Das Buch hat also eine lange Geschichte, und sie scheint noch lange nicht an ihr Ende gekommen zu sein. Selbstverständlich sind auch E-Books Bücher, und die von Google millionenfach digitalisierten Druckschriften aus den großen Bibliotheken bleiben Bücher, auch wenn sie heute via Internet am eigenen PC wesentlich einfacher zugänglich sind.

Computer und Internet als neue Leitmedien unserer Kultur

Stellt man die Frage pointierter, wie die Zukunft des gedruckten Buches aussehen wird, so werden wir anerkennen müssen, dass seine Blütezeit vorüber ist. Laut Medientheoretikern wie Norbert Bolz hat das Medium des (gedruckten) Buchs seine Rolle als Leitmedium unserer Kultur längst schon an Computer und Internet abgetreten. Um das Überleben des Buches, so Bolz, brauche man sich deswegen noch lange keine Sorgen zu machen: "Nicht das Medium Buch an sich ist am Ende, sondern das Buch als Leitmedium der Gegenwart ist am Ende. Diese Stelle nimmt der Computer ein.
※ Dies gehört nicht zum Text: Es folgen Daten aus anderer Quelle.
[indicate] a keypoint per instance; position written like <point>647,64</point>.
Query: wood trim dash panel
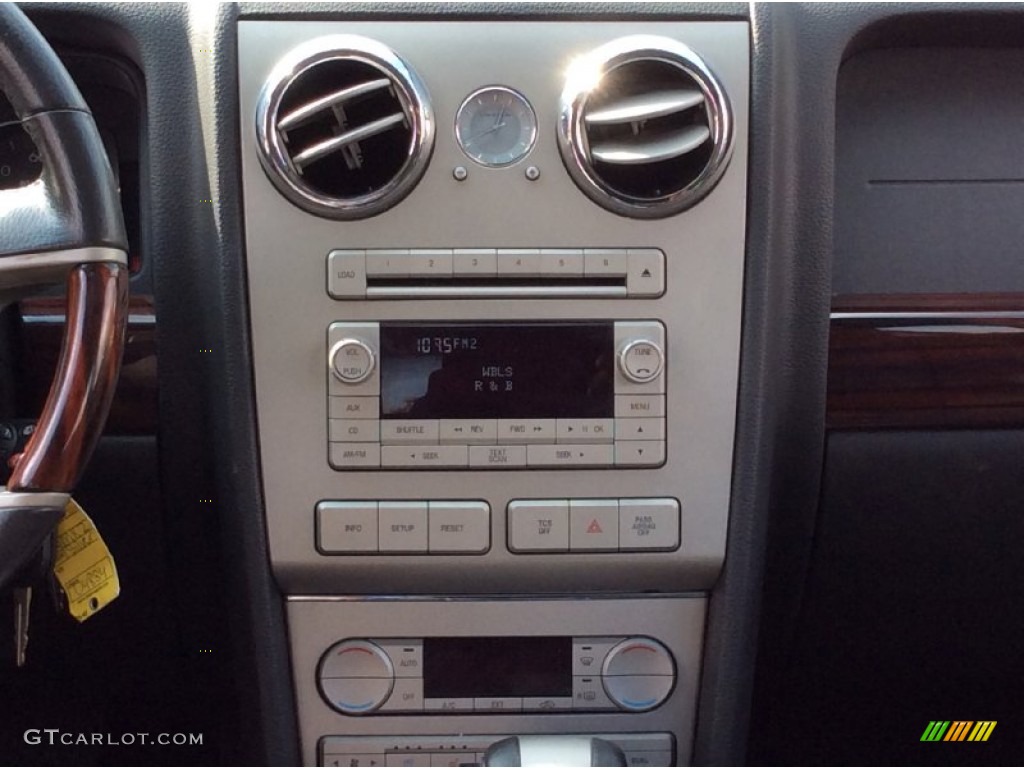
<point>921,361</point>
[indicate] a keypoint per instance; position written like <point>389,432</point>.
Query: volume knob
<point>638,674</point>
<point>355,677</point>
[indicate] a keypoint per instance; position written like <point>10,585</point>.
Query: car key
<point>23,609</point>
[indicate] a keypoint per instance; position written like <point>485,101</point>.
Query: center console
<point>496,281</point>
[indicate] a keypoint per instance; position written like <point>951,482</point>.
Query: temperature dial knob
<point>638,674</point>
<point>355,677</point>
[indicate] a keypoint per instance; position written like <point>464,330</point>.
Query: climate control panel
<point>487,675</point>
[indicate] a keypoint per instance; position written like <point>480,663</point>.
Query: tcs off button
<point>641,360</point>
<point>351,360</point>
Aber das Buch gewinnt eine neue, sehr edle und achtenswerte Funktion - nämlich die der humanen Kompensation. (...) Es bietet den Trost der Überschaubarkeit."

Die neue, wichtige Rolle des Buchs liegt Bolz zufolge also darin, dass es uns mit seinem einfachen linearen Aufbau eine Vertrautheit und Überschaubarkeit bietet, die uns die Neuen Medien allemal schuldig bleiben. Günther Anders sprach bereits 1956 von der "Antiquiertheit" des Menschen, von seiner "Prometheischen Scham" angesichts der immer perfekter und komplizierter werdenden, von ihm geschaffenen Technik, der er sich nicht mehr gewachsen fühlt.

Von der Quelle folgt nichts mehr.